Inquest jury concludes multiple failures possibly contributed to the death of Benjamin ‘Ben’ Brown

Mirren represented the family of Benjamin ‘Ben’ Brown, whose inquest took place between 15 September 2025 and 25 September 2025 at the Inner North London Coroner’s Court. The jury heard that Ben, a talented musician who was sectioned at Homerton Hospital, had been given unescorted leave in the weeks leading up to his death and had gone missing while on leave on 15 December 2021, ultimately dying by suicide.

The jury also heard that Christmas was a risky time for Ben, who believed he was a failed messiah and was known to mask his symptoms. On 8 November 2021, Ben’s Responsible Clinician had unexpectedly gone on long-term leave, resulting in his care being managed by various clinicians. On 25 November 2021, a decision was made to grant Ben unescorted leave for the first time for 30 minutes twice per day. This was increased roughly every week, and, on 14 December 2021, Ben was granted 6 hours unescorted leave per day. Ben’s partner, James Ferguson, and Ben’s family were not consulted about these decisions. The East London NHS Foundation Trust, which runs Homerton Hospital, was not able to provide any section 17 leave forms, sign-in and sign-out sheets, or records of Ben’s mental state prior to going on leave relating to this time.

On 15 December 2021, Ben left the hospital at an unknown time, likely around midday. James found Ben at his flat at 6pm, but Ben left around 8pm saying that he had to return to the hospital. When James realised Ben had not returned, hospital staff told him to contact the Metropolitan Police in contravention of the Trust’s missing persons policy, which required the hospital to take immediate action following Ben’s abscond. Hospital staff did not tell the police until about 19 hours later that Ben was high risk, and the police did not categorise Ben as a high-risk missing person until around 5pm on 16 December 2021. A subject matter expert for the police told the jury that there was sufficient evidence at the outset for officers to classify Ben as high risk.
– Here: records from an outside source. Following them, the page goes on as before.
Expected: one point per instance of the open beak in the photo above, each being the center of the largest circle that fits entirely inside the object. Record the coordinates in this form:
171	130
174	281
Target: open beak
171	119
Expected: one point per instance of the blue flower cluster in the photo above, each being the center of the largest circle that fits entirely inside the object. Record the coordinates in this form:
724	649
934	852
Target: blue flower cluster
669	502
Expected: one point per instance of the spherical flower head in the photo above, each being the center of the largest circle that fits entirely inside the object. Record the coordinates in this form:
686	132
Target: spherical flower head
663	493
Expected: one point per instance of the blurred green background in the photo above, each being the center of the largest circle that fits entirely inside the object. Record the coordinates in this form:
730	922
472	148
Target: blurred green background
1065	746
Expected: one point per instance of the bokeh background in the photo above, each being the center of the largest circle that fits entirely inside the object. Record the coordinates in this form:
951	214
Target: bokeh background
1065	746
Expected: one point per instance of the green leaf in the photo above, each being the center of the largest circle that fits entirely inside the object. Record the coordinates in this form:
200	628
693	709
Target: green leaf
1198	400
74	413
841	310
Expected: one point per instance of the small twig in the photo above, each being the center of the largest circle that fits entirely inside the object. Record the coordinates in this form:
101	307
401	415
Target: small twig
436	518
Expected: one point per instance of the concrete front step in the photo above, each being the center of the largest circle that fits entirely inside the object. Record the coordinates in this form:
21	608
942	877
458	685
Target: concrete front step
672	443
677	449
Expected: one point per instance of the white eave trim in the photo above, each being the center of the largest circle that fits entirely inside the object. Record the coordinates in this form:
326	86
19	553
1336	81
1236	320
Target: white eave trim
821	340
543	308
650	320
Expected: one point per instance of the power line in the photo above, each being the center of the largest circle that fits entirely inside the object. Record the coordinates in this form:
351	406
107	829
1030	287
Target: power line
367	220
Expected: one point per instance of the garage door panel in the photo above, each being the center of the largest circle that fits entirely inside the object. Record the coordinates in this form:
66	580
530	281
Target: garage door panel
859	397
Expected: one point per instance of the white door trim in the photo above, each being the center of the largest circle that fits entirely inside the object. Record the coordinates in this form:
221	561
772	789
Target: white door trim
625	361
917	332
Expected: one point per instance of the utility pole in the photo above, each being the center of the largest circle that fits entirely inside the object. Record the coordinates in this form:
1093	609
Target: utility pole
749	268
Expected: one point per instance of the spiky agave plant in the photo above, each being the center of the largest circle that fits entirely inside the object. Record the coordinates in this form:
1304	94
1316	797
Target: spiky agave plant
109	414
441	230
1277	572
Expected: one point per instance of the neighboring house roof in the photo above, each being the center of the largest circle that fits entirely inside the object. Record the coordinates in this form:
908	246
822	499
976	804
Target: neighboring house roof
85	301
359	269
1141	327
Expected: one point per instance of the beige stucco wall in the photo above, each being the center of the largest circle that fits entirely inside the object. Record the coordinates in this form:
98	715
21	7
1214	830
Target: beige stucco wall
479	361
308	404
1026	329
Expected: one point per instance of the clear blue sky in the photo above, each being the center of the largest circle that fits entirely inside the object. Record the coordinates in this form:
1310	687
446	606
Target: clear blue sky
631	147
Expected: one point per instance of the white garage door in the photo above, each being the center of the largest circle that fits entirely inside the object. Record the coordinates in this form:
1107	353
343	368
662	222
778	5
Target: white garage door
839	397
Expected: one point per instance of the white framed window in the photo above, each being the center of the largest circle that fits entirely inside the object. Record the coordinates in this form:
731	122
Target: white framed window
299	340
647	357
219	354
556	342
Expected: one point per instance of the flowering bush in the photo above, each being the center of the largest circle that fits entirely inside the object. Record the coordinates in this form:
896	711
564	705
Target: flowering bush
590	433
The jury concluded that the following failures possibly contributed to Ben’s death:

  • Ben’s ability to mask symptoms was inadequately appreciated by his treating clinicians.
  • The views of Ben’s partner and family were not properly sought and considered.
  • There was a significant failure in the record keeping, which affected the care given to Ben, and his safety.
  • It was not clinically appropriate to increase Ben’s unescorted leave.
  • The absence without leave policy was not followed correctly.
  • Ben should have been categorised as a high-risk missing person earlier.

The jury also found that aspects of Ben’s treatment in the community, prior to him being sectioned, had been inadequate. A decision as to whether the Coroner will make a PFD report in this case is awaited.

Mirren was instructed by Christina Juman of Deighton Pierce Glynn solicitors.